In case 1 and case 5, TB has been given PO during colonoscopy. Additionally, in case 1, TB was administered IV. There is no data available that would support systemic administration of TB in a state of shock. While medical MB was temporarily unavailable in Germany due to supply shortages, TB has been used as an alternative antidote to MB [37]. This alternative treatment might have been the reason for IV administration in case 1, where TB has presumably been used as a substitute for MB in a state of shock.
The evaluated autopsy cases and the clinical literature [33] suggest that TB, like MB, can also lead to similar discolorations of organs at autopsy. Local mucosal staining, e.g. during endoscopic procedures, is clinically intended [35] and well known. After systemic administration of TB however, to our best knowledge, organ discolorations at autopsy have not been reported yet. The reason for this may be the rare systemic use of TB, as it has a more limited clinical spectrum of therapeutic indications than MB.
Other drugsIn the three remaining cases without antemortem administration of MB or TB, the cause of death was intoxication with colored drugs or cleaning products: In two cases (case 7, 8) a mixed intoxication with Rohypnol® and in one case (case 4) an intoxication with a formalin-containing cleaning agent with blue warning color.

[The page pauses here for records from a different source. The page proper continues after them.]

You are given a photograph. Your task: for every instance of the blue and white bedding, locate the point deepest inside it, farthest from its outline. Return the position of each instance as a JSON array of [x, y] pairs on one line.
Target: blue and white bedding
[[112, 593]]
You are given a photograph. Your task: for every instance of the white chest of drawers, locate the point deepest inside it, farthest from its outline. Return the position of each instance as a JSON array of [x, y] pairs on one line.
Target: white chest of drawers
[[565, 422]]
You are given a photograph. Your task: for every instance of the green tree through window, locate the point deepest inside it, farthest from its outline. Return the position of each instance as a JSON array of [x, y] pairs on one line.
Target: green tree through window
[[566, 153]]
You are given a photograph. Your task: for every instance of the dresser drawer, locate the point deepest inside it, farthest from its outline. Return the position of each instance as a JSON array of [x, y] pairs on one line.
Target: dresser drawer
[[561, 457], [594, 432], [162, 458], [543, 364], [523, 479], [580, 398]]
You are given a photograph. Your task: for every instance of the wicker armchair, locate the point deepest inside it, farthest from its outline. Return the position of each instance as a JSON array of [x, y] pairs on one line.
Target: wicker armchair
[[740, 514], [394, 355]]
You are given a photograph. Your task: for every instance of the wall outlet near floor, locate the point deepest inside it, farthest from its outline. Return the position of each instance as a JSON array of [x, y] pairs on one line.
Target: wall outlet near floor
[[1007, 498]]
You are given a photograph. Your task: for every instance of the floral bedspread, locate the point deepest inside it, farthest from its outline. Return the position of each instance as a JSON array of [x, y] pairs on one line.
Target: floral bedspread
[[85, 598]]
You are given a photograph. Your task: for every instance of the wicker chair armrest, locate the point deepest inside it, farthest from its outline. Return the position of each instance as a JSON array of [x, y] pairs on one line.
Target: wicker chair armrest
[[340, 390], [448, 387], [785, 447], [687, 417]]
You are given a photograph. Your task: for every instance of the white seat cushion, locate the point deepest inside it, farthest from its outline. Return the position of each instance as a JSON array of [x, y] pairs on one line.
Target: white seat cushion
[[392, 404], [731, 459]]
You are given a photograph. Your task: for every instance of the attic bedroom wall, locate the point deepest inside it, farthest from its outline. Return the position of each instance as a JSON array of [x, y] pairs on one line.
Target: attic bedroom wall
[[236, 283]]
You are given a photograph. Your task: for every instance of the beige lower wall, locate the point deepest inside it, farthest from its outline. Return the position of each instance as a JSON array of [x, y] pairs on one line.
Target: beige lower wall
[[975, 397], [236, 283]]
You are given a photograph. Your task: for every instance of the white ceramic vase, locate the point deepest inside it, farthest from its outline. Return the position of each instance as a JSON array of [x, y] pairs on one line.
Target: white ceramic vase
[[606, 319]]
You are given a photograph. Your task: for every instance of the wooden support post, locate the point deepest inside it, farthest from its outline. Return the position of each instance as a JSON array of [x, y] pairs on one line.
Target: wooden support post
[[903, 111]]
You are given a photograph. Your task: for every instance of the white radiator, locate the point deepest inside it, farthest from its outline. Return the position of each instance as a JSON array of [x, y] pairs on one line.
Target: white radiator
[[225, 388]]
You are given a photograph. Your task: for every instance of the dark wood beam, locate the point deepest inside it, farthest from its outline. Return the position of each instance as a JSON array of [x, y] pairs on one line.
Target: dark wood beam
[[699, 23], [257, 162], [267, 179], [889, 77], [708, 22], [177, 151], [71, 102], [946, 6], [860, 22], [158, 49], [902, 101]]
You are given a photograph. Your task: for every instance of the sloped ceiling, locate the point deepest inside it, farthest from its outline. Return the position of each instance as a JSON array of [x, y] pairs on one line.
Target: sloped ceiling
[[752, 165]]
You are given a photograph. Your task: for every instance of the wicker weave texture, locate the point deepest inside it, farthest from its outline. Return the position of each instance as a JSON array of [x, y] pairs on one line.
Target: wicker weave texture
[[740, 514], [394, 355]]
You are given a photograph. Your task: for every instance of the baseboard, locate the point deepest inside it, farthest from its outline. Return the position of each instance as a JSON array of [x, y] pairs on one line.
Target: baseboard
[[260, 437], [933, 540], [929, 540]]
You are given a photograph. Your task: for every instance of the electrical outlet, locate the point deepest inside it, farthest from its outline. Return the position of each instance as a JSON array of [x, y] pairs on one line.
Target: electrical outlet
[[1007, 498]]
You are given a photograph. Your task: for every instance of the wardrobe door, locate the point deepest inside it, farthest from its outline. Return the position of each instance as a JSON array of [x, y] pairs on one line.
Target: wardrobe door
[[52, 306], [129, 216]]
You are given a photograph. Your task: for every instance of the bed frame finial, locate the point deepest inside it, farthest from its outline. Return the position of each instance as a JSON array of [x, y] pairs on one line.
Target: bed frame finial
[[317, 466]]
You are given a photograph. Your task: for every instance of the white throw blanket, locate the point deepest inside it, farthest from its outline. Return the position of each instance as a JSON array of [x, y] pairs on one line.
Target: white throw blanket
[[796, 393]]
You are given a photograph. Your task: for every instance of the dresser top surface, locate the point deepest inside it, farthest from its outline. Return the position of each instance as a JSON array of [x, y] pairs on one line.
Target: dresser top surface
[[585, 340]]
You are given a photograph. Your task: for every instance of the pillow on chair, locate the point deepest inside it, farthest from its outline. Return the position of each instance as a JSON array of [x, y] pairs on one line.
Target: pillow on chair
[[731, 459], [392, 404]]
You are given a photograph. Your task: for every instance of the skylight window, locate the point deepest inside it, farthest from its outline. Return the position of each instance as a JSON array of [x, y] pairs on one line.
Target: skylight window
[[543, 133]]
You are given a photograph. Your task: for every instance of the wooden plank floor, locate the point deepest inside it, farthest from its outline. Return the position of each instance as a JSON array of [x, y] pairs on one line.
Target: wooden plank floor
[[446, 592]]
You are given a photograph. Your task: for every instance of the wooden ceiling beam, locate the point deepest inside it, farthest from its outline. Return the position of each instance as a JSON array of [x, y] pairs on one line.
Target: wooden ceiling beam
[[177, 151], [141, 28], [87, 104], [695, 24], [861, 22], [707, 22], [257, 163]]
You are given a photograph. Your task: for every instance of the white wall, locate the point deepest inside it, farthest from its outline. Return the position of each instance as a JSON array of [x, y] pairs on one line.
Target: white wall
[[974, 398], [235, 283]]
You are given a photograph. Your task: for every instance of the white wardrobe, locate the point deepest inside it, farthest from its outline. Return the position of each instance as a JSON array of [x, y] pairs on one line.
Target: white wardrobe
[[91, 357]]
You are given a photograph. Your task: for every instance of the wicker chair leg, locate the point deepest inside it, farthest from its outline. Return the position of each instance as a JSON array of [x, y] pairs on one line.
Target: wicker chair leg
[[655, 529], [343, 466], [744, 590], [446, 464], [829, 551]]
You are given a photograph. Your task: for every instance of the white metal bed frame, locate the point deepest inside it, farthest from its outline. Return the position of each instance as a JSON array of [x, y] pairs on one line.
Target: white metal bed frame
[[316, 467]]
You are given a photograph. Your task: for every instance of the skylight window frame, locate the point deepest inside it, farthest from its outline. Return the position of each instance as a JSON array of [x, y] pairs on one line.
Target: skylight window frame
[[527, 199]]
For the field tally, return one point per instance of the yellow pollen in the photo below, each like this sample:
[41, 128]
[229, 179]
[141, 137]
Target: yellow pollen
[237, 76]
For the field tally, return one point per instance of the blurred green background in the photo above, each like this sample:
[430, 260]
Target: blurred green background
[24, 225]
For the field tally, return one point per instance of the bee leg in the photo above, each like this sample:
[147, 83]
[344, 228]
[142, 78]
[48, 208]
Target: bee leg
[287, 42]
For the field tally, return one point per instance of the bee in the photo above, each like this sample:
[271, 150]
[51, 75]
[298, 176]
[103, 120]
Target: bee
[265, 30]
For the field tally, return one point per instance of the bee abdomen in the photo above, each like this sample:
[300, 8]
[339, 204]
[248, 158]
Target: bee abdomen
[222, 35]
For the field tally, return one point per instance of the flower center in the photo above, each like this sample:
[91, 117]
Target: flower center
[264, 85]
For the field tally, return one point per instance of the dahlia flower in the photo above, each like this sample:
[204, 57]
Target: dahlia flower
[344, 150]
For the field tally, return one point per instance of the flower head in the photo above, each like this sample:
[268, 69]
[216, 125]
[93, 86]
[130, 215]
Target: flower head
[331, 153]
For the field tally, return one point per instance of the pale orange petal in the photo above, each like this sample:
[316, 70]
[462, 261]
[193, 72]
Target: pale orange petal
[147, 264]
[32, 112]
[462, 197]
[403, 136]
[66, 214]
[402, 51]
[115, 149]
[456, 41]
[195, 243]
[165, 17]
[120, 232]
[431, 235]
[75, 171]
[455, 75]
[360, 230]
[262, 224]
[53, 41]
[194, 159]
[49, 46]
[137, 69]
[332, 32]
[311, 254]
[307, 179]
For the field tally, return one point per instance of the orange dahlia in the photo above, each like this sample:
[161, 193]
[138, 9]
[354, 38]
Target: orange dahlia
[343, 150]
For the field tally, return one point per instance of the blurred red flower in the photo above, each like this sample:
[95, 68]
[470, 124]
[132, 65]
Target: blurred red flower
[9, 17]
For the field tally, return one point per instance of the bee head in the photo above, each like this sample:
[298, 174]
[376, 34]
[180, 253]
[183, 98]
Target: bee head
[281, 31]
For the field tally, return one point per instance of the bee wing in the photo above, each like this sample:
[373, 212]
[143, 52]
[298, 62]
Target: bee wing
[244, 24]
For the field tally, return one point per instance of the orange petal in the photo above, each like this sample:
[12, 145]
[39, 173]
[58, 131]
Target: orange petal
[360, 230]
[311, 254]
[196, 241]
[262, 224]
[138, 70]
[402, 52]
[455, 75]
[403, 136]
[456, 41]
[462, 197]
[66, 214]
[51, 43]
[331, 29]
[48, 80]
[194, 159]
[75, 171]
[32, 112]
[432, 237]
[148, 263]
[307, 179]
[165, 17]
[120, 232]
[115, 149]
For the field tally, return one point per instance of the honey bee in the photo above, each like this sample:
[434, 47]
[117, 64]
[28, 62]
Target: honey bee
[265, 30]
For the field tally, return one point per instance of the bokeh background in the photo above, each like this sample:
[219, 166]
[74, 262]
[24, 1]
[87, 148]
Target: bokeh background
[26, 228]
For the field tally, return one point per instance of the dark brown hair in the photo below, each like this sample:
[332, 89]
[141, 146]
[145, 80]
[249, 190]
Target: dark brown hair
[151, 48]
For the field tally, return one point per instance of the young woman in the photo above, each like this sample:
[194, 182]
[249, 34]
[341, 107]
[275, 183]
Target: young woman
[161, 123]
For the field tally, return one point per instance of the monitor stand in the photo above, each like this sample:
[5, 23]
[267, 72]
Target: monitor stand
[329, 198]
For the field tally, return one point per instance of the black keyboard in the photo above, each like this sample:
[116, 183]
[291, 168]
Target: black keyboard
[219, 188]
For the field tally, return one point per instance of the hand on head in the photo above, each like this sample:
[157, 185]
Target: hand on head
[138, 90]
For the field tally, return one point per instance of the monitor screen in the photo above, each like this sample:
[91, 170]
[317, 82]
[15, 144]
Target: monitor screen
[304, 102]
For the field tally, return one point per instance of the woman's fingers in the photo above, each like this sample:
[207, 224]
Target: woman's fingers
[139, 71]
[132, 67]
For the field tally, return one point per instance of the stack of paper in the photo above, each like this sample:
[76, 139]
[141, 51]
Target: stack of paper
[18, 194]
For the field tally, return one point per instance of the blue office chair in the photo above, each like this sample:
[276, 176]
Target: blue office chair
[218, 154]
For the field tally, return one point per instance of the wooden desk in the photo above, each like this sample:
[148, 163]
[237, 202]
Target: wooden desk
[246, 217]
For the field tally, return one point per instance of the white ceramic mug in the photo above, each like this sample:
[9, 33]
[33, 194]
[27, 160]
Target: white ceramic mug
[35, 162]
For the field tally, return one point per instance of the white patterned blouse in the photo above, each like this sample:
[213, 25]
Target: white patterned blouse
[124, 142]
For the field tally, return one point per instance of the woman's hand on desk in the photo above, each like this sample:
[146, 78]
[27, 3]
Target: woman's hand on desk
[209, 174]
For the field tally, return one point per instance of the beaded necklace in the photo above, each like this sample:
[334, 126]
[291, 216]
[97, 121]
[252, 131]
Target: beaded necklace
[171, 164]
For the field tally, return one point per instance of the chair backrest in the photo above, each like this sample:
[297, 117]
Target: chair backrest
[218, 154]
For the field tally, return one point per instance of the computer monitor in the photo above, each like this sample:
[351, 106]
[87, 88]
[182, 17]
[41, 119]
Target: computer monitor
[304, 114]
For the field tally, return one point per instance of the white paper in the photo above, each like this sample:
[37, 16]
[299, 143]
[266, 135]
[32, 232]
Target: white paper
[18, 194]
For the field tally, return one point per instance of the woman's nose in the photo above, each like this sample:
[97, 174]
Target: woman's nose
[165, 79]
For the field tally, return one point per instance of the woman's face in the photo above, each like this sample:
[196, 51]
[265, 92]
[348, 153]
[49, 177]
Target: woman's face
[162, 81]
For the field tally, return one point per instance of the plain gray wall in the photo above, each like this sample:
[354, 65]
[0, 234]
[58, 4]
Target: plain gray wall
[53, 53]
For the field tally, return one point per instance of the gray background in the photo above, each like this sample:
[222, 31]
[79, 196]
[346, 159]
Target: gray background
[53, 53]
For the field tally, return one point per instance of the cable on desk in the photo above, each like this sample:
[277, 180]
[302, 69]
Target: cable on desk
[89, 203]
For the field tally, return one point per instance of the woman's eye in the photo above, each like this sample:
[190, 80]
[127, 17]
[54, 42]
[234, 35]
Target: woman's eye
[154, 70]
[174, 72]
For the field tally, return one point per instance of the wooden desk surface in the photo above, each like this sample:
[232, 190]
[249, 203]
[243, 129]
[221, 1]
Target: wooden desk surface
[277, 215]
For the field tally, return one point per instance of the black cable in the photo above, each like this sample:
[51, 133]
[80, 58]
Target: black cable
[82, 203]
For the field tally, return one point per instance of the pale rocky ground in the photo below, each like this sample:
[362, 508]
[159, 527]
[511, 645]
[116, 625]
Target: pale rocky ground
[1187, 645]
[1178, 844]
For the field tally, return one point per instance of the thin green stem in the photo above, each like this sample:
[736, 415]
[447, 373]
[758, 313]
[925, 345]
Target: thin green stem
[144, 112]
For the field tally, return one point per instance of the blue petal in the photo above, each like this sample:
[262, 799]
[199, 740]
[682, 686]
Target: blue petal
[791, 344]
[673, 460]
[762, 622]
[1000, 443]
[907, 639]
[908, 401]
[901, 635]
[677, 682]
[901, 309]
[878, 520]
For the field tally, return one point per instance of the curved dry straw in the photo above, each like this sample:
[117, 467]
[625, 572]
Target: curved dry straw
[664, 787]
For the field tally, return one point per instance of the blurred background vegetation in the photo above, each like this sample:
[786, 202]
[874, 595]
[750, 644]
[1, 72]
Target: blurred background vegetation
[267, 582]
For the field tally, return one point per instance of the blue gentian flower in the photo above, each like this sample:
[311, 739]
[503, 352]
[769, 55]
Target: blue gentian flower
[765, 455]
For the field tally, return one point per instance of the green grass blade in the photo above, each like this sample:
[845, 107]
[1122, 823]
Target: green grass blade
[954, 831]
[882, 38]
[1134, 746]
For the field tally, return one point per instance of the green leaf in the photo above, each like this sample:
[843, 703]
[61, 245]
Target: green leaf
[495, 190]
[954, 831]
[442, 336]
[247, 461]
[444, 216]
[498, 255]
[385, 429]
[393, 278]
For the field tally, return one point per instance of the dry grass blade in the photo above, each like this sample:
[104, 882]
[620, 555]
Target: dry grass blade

Rohypnol® tablets contain the intermediate-acting benzodiazepine flunitrazepam. In the past, Rohypnol® has been used illegally as an aid to sexual assault (known as a “date rape drug”) and was unknowingly given to victims in their drinks. Therefore, the manufacturer added the blue dye indigocarmine (C.I. Acid Blue 74, E 132) to the tablets which turns clear liquids into blue in order to warn potential victims. The ability of this dye to also stain the gastric mucosa blue has already been described in the literature [10]. In cases 7 and 8, it must be assumed that the discoloration of the gastric wall and the doudenal mucosa observed on autopsy is due to the blue dye indigocarmine.
In case 4, the blue warning color (dye: Acid Blue 9, E 133, Brilliant Blue FCF) in the detergent consumed obviously led to an isolated discoloration of the urinary bladder mucosa. The gastrointestinal tract was not or no longer affected, and no other organs showed any suspicious discoloration. As described in a case report, the ingestion of this dye, which is also used as a food additive, can lead to a green discoloration of the urine [35]. Therefore, it can be assumed that the blue dye of the detergent led to an isolated discoloration of the urinary bladder.